Ce mouvement, né hors des chantiers battus, suscita un regain d’intéressement des citoyens à la nouvelle offre politique.

Ils sont des millions, en effet, les Sénégalais que les discours des politiciens n’emballaient plus. Tous pareils, tous des pourris avait-on l’habitude de rétorquer, lorsque ces gens-là débitaient leur discours. L’électorat préférait s’abstenir de voter parce que Jean ou Paul président, c’était du pareil au même.

C’est ce qui explique, dans une certaine mesure, le taux considérable d’abstentions de tous les scrutins passés, 33% pour la Présidentielle de 2019, soient 2.254.363 sur plus de 6 millions 680 mille inscrits.

Ousmane Sonko et les siens ont insufflé une nouvelle dynamique, fait la politique autrement et qui avait commencé à dissiper le scepticisme de certains. Un programme, le patriotisme, avec une communication adaptée et efficace.

Une méthode tranchante qui confronte le régime à ses propres chiffres, l’inféodation de l’économie sénégalaise à celle française et la place de plus en plus exubérante que la Turquie de Recep Tayyip Erdogan et la Chine sont en train de se tailler dans le marché sénégalais.

Ousmane Sonko et le Pastef ont rudoyé ferme pour porter à l’attention des Sénégalais, au niveau de l’Assemblée nationale, sur les plateaux des télévisions, dans les réseaux sociaux, des dossiers sulfureux, à parfum de scandales : les contrats pétroliers et gaziers, Arcelor métal, zircon, 94 milliards d’un Titre foncier, le Train Express Régional (TER), l’Aéroport International Blaise Diagne (AIBD), le Bus Rapid Transit (BRT).

Des questions très sensibles qui poussent à l’honorabilité de certains hauts responsables dont le pouvoir peine encore à apporter des réponses convaincantes.

Ousmane Sonko a eu la chance de passer entre les mailles du parrainage, autrement on n’aurait pas parlé de lui comme chef de l’opposition avec 15,67% des suffrages exprimés, soit 687.523 voix, alors que, pour les Législatives, il est passé de justesse avec le plus fort taux de reste : 1,13%, et ceci, avec une coalition de petits partis.

Ousmane Sonko est celui qui traquera le pouvoir, en dépit de sa majorité mécanique, le président de la République ; les ministres, quand ils passent aux plénières à l’assemblée nationale, le président Moustapha Niass en reçoit pour son grade.
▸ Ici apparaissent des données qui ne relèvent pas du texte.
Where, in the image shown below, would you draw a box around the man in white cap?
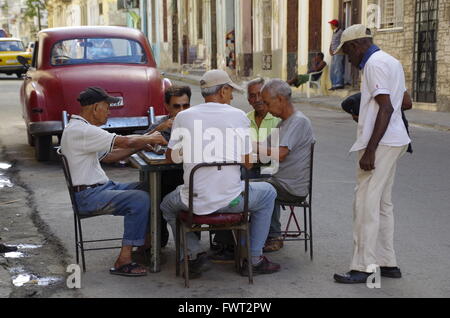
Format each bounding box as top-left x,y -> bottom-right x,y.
334,24 -> 411,284
161,70 -> 280,278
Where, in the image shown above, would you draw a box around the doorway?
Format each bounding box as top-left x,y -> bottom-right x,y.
287,0 -> 298,79
413,0 -> 438,103
211,0 -> 217,69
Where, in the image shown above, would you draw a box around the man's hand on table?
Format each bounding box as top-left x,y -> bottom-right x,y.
144,131 -> 168,146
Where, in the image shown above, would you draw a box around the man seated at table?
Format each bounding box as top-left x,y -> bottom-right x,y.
161,70 -> 280,278
210,78 -> 281,263
259,79 -> 314,252
145,86 -> 192,247
61,87 -> 167,276
146,86 -> 192,141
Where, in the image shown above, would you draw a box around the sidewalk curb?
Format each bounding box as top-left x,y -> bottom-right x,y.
165,72 -> 450,132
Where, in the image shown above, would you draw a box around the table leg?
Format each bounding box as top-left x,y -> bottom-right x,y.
149,172 -> 161,273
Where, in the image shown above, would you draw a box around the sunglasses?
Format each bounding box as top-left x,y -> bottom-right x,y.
172,104 -> 191,109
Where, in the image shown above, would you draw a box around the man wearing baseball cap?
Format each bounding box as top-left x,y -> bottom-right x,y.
61,87 -> 167,276
334,24 -> 411,284
328,19 -> 345,90
161,70 -> 280,278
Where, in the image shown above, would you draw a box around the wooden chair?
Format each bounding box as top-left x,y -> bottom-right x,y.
276,141 -> 315,260
175,162 -> 253,288
57,148 -> 122,272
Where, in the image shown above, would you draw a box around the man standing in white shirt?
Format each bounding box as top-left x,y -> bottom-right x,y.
161,70 -> 280,278
334,24 -> 411,284
61,87 -> 167,276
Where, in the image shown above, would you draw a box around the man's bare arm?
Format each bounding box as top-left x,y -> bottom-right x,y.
114,132 -> 167,149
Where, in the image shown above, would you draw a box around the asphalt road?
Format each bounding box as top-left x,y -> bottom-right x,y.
0,77 -> 450,298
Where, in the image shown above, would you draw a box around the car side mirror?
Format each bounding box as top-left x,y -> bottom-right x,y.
17,55 -> 30,70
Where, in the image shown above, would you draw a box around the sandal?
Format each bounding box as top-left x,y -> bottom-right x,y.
263,237 -> 283,253
0,244 -> 17,254
109,263 -> 147,277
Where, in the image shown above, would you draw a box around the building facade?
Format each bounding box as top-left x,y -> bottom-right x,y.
365,0 -> 450,111
0,0 -> 47,45
47,0 -> 128,28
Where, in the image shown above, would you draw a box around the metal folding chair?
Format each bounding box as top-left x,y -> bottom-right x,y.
175,162 -> 253,288
57,148 -> 122,272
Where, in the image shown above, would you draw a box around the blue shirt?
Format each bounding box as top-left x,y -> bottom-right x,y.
359,44 -> 380,70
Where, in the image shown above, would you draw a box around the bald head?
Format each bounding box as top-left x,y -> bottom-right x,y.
262,79 -> 294,120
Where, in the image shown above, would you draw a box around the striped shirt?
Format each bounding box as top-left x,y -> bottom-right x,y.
330,29 -> 344,52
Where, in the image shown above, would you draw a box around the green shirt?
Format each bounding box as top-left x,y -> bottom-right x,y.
247,111 -> 281,142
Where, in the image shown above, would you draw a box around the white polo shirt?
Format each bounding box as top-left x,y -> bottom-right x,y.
61,115 -> 116,186
350,51 -> 411,152
168,103 -> 252,215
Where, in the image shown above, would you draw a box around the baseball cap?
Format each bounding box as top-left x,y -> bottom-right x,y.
200,70 -> 244,92
77,87 -> 120,106
334,24 -> 372,54
328,19 -> 339,26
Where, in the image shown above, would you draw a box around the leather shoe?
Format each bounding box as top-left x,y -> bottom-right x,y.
241,256 -> 281,276
380,266 -> 402,278
334,271 -> 371,284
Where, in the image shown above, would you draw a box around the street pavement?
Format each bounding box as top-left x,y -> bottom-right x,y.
0,77 -> 450,298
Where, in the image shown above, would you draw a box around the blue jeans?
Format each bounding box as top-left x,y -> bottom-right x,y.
75,181 -> 150,246
330,54 -> 345,87
161,182 -> 277,259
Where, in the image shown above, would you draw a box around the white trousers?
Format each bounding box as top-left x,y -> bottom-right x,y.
350,145 -> 407,272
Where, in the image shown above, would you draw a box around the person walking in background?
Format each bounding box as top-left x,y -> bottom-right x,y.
328,20 -> 345,91
286,53 -> 327,87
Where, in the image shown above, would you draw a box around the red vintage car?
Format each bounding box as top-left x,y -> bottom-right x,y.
21,26 -> 171,161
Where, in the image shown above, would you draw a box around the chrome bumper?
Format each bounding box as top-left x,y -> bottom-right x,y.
28,116 -> 163,136
0,65 -> 26,73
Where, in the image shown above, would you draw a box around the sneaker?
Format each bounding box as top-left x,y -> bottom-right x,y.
263,237 -> 284,253
209,247 -> 234,264
380,266 -> 402,278
241,256 -> 281,276
185,253 -> 212,279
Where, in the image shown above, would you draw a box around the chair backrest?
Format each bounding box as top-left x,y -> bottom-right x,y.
308,140 -> 316,205
56,147 -> 78,215
187,162 -> 249,226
Il est parfaitement à l’aise Ousmane Sonko, à l’Assemblée nationale, comme sur les plateaux de télévision, égratignant certains, lacérant l’orgueil des vieux briscards ; Ousmane Sonko est partout sur tous les registres et communiquant de trop, au point qu’il était permis de penser pour un parti de jeunes intellectuels, issus des couvées de la Direction générale des Impôts et Domaines (DGID), pour la plupart, des hautes sphères de l’administration, des cadres qui n’ont jamais frayé avec la politique ou qui l’abhorraient et qui se sont résolus à s’engager autrement avec des propositions concrètes, une nouvelle vision du militantisme (le don de soi), selon laquelle le culte de la personnalité, ou du chef inamovible ne saurait prospérer ; mieux :! il commence à ouvrir les yeux sur une réalité intangible, que c’est le système qui produit les armes de sa propre destruction.